小学校5年生から大学2年生まで一貫した将来の夢が、スポーツライターだった。
スポーツが好きになってから昨日まで、イチロー選手は第一線に立ち続け、イチロー選手から様々なギフトを受け取ってきた。
イチロー選手の引退は、自分の命がある中で、最も大きな喪失感を伴う引退になるかもしれない。
そもそも、物心ついたときから今まで、イチロー選手がいない野球界を、知らないのだから。

イチロー選手の引退会見を見て、1番強く感じたことは、
「好きなことを続ける」ことの“深み”だった。

貫いたものは何かという質問に対する「野球を愛したこと」という言葉。
子どもたちへのメッセージという声に対する「夢中になれるもの、自分が好きなものを見つけてほしい」という言葉。
野球をする日々に対する「自分なりに頑張ってきた、重ねることでしか後悔を生まないことはできない」という言葉。
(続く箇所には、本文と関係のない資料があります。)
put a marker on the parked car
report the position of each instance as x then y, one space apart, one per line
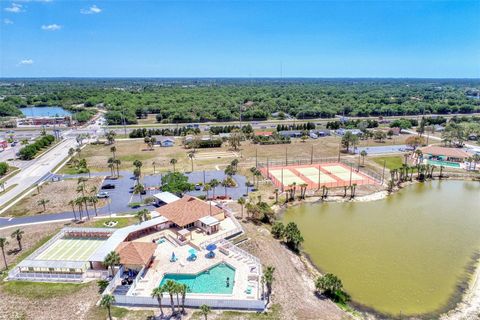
102 194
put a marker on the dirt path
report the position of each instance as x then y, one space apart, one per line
293 288
71 306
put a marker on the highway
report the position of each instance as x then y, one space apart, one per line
37 169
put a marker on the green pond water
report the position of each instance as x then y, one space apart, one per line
404 254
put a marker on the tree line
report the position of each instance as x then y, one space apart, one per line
196 100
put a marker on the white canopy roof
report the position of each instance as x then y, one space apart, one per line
209 220
166 197
120 235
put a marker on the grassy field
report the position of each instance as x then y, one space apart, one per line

しかし一方で、野球が楽しかったのは入団3年目までだとも語った。
28年の現役生活の内、25年は純粋な楽しさだけではない時間を過ごしたことになる。
(もちろん、やりがいや充実感や達成感を味わうことはたくさんあったとも語っている)

「好きなことを仕事にすること」は自分が今の環境に身を置く中でよく耳にする言葉だ。
好きなことに取り組むことは、もちろん楽しい。
しかし、好きなことが楽しさだけで永続するわけでもない、ということから、どこかで目を逸らしてしまっている気がした。
好きなもの・愛するもの・夢中になれるもの、それらの中身は「楽しさ」だけではない。
深く向き合うほど、好きや愛や夢中の中に多分に「苦しさ」や「しんどさ」も混ざり合う。
「好きなものに向き合う」ことは、「楽しい」ことと完全なイコールではない。
好きなものの中に内在する苦しさやしんどさもすべて引き受けていくことだと、
イチロー選手の野球に対する日々の積み重ねの言葉を聴き、改めて背筋が伸びた想いがした。
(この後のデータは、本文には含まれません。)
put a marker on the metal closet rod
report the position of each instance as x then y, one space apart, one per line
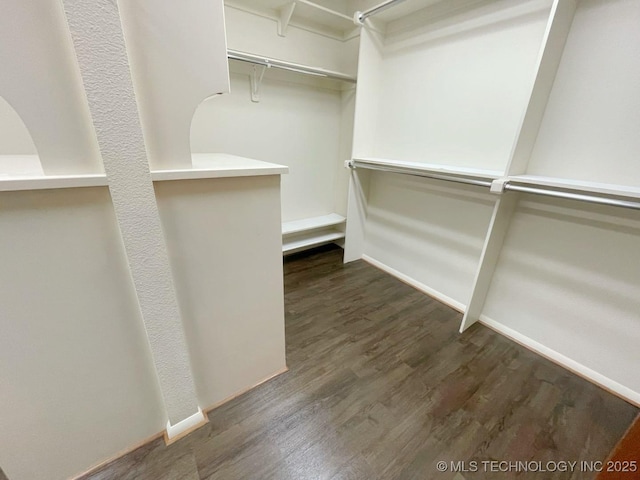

「好き」と「楽しい」を、強く結びつけ過ぎているかもしれないと思った。
楽しくないことを理由に好きなことを遠ざけていることがあるかもしれないと思った。
好きの中に苦しさがあるとして、好きなものから逃げることが正解というわけでもまたない。
好きだからこそ、その中に潜む立ちはだかる壁に諦めずに向かっていくことができる。
仕事でも結婚でも何でも、「続けること」にはこの側面があるのではないかと改めて感じた。
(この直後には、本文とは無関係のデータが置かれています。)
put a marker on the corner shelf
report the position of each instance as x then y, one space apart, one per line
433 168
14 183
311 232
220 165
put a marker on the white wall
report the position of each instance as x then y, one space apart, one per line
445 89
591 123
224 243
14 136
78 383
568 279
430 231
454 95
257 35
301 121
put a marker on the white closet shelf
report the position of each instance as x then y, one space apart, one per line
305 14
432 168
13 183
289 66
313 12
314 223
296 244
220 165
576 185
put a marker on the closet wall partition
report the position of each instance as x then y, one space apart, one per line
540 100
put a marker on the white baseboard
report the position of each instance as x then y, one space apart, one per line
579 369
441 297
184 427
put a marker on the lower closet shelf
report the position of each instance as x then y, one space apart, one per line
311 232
「向き不向きよりも自分の好きなものを見つけてほしい」
「成功するかどうかを基準としてやるやらないを判断すると後悔する。できると思うから挑戦するのではなくて、やりたいと思えば挑戦すればいい。そのときにどんな結果が出ようとも後悔はないと思う」
会見の中でイチロー選手はこうも語っている。
どんな道を選ぼうが、苦しさは必ず訪れる。
成功や向き不向きではなく、「好き」を大切にする。
そして、すべてを引き受けて、「好き」なものを積み重ねる。
それを誰よりも実践できていたのがイチロー選手という人だったのではないだろうか。

そして、ささやかな驚きを覚えたのは、「我慢したことはない、我慢ができない」と語ったことだった。
ということは、野球のための日々の積み重ねは、我慢でも何でもなかったということだ。
我慢せずに続けられることは、必ずしも楽しいことだけではないのかもしれない。
楽しいという感覚以外に、我慢せずに物事を続けることが可能となる道がきっとあるのだろう。

50歳まで現役という強い言葉を発しながら、常に引退と隣り合わせの実感を心の内に秘めて野球を続けた日々。
去年5月からシーズン最後の日まで、試合に出られない中で野球を続けた日々が誇りを生んだという言葉。
そして、会見の最後の言葉、「辛いこと、しんどいことから逃げたいと思うのは当然のことなんですけど、でもエネルギーのある元気なときにそれに立ち向かっていく、そのことはすごく人として重要なことなのではないかなと感じています」

「好きなことを続けること」には、まだまだ自分のようなひよっこには分からない深みがある。

また、イチロー選手からギフトを受け取った。
イチロー選手は「ギフトはもう無いよ」と言った。
イチロー選手からのギフトが無くなることが寂しくてたまらない。
イチロー選手からのギフトが無い野球界・スポーツ界があまり想像できない。
どこかでイチロー選手がまたギフトをくれるんじゃないかと期待してしまう自分がいる。

イチロー選手、本当にありがとうございました。